Sales tax for parks, soil and water to be on August 8 ballot

Friday, July 14, 2006

By Lynn A. Wade

Nevada Daily Mail

In August, voters will have the opportunity to say yes or no to an extension of the state's parks and soil conservation tax, a 1/10th-cent sales tax that funds state parks and specific soil and water conservation activities.

Ron Coleman of the Missouri Parks Association said the money's "for parks, soil and clean water." The tax was first enacted in 1984 by initiative petition, and has been overwhelmingly renewed by voters twice since then.

Coleman said the tax is vital to maintaining two of Missouri's largest industries -- tourism and agribusiness.

Coleman said the tax, appearing in the form of Amendment I on the August ballot, is "absolutely" dedicated to the parks and soil and water conservation and can't be re-appropriated for anything else.

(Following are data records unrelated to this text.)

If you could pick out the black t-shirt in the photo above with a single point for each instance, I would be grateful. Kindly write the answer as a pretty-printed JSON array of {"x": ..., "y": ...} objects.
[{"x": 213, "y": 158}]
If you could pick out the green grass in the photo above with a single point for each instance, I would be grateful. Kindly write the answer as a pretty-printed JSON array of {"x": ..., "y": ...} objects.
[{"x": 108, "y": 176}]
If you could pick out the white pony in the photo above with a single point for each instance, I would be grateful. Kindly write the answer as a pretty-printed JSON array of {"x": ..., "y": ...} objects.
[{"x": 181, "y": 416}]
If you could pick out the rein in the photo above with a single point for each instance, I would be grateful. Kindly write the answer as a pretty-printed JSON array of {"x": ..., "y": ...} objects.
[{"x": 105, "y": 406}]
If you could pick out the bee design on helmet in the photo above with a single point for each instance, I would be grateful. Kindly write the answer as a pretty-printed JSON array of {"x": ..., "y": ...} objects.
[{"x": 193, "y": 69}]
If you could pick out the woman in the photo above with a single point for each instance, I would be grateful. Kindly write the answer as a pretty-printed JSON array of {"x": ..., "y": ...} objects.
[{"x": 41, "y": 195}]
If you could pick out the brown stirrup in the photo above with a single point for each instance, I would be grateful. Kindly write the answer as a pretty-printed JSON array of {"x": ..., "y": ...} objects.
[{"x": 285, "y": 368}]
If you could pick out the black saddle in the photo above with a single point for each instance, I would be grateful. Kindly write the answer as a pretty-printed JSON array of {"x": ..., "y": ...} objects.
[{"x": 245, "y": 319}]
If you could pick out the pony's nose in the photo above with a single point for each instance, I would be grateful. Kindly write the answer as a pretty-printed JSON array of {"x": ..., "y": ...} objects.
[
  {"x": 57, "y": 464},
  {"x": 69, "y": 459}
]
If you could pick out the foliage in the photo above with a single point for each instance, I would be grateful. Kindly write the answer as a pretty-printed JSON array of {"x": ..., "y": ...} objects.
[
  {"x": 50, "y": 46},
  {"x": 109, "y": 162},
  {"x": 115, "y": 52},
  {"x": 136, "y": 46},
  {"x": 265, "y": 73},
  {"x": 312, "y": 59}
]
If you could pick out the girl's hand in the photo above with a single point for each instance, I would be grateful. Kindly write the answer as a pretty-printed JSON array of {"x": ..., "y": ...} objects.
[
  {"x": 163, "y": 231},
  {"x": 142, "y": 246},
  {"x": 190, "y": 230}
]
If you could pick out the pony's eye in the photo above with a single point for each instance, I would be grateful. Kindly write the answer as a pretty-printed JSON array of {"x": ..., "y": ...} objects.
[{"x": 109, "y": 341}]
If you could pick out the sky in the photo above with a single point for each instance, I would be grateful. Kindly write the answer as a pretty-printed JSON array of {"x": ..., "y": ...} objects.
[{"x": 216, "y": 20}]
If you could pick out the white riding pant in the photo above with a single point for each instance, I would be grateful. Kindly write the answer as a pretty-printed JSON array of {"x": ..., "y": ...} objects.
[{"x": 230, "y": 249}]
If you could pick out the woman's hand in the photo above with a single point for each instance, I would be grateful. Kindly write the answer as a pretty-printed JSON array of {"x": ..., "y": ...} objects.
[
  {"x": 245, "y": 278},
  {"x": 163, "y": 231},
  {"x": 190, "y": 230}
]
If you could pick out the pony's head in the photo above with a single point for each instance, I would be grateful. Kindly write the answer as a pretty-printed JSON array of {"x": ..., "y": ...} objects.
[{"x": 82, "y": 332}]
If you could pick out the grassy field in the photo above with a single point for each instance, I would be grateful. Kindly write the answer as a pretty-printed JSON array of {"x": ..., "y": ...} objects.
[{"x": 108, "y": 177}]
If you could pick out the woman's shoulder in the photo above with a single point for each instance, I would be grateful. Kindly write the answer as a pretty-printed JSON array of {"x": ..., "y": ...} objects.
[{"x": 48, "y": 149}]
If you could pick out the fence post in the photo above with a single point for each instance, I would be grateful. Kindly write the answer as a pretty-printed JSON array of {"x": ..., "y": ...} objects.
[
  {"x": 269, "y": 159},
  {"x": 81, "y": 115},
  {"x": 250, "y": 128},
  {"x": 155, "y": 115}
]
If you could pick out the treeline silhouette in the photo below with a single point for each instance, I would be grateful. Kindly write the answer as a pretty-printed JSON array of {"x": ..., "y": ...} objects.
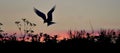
[{"x": 77, "y": 39}]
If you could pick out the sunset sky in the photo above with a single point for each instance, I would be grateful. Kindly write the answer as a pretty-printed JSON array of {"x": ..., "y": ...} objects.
[{"x": 69, "y": 14}]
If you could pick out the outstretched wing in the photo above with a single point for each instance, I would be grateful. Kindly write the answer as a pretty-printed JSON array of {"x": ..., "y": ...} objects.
[
  {"x": 49, "y": 14},
  {"x": 40, "y": 14}
]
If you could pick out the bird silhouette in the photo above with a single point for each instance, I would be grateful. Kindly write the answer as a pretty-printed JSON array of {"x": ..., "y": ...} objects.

Half of the revenue from the tax funds state parks; the rest goes to individual counties for soil and water conservation.


Coleman and information provided by the citizen's Committee for Soil, Water and State Parks, noted that 75 percent of the funding for Missouri's state parks and related programs is from this sales tax. The rest, he said, comes from grants and user fees. The state currently provides no other funding for parks.

Coleman said he's not sure what would happen in the parks system if voters said no to the proposal, but said the change would be "traumatic" and that it would be a "serious situation" indeed for parks funding, reiterating the importance of parks and parks activities to Missouri Tourism.

Some nearby Missouri parks include Harry S. Truman State Historic Site in Lamar, Stockton State Park, Nathan Boone Homestead State His-toric Site and Prairie State Park near Liberal.

According to the Mis-souri Parks Association, Missouri's parks lacked funding even for basic maintenance prior to the tax, but by 1996 -- with funding in place for 12 years--Missouri's state parks had become among the state's most popular tourist attractions

Soil and water conservation

The other half of the 1/10 of one cent sales tax goes to combat the "serious problem of soil erosion" and to promote water quality in Missouri, Coleman said.

Each county in Missouri has a soil and water conservation district. The Vernon County Soil and Water Conservation District is headquartered in Nevada.

Local officials in each district determine the budget and the funding needs to help sustain needs in the area and to assist farmers in protecting streams from run-off, according to Coleman.

"The citizens decide in each county to determine how the funds will be distributed and used," he said.

In Vernon County, many services have been provided to farmers and other residents, through the Vernon County Soil and Water Conservation District.

"You don't have to be a farmer. We'll work with anyone who has an erosion problem," said Anthony Wolf of the VCSWCD.

Wolf said the district works to help educate local residents and to coordinate soil conservation practices and deal with run-off issues.

The district helps formulate grazing systems; andm to address soil erosion, the district assists with putting in waterways and terraces.

"We do a few ponds to help prevent gulleys," Wolf said, and have put quite a lot of effort into sowing grass into crop land. "That's one of our biggest soil-savers."

Efforts assisted by the VCSWCD also include pasture enhancement, rotational grazing, putting fertilizer and clover into pasture so that grass root systems thrive and help retain the soil.

Wolf said the district also offers a variety of community education classes, such as a grazing school, informational meetings that keep local producers up-to-date on soil and water conservation practices and more.

Proponents of the tax say that on the state level, the soil erosion rate has been cut in half since the tax was first enacted in 1984.

At that time, Missouri's erosion rate was the second highest in the nation, but as of this year, erosion control efforts have saved more than 148 million tons of soil.

Proponents of the tax say that everyone benefits from soil and water conservation, and that doing so is necessary for in order to have productive agricultural lands in the future.

"A decrease in soil productivity could negatively impact the Missouri economy, which heavily depends on agriculture. In fact, agriculture is a $4.97 billion industry for the state," said a press release.

The parks and soil and water conservation tax would expire in 2016, when it could again be renewed by voters.

This tax does not fund the Missouri Department of Conservation, which has its own 1/8-cent sales tax.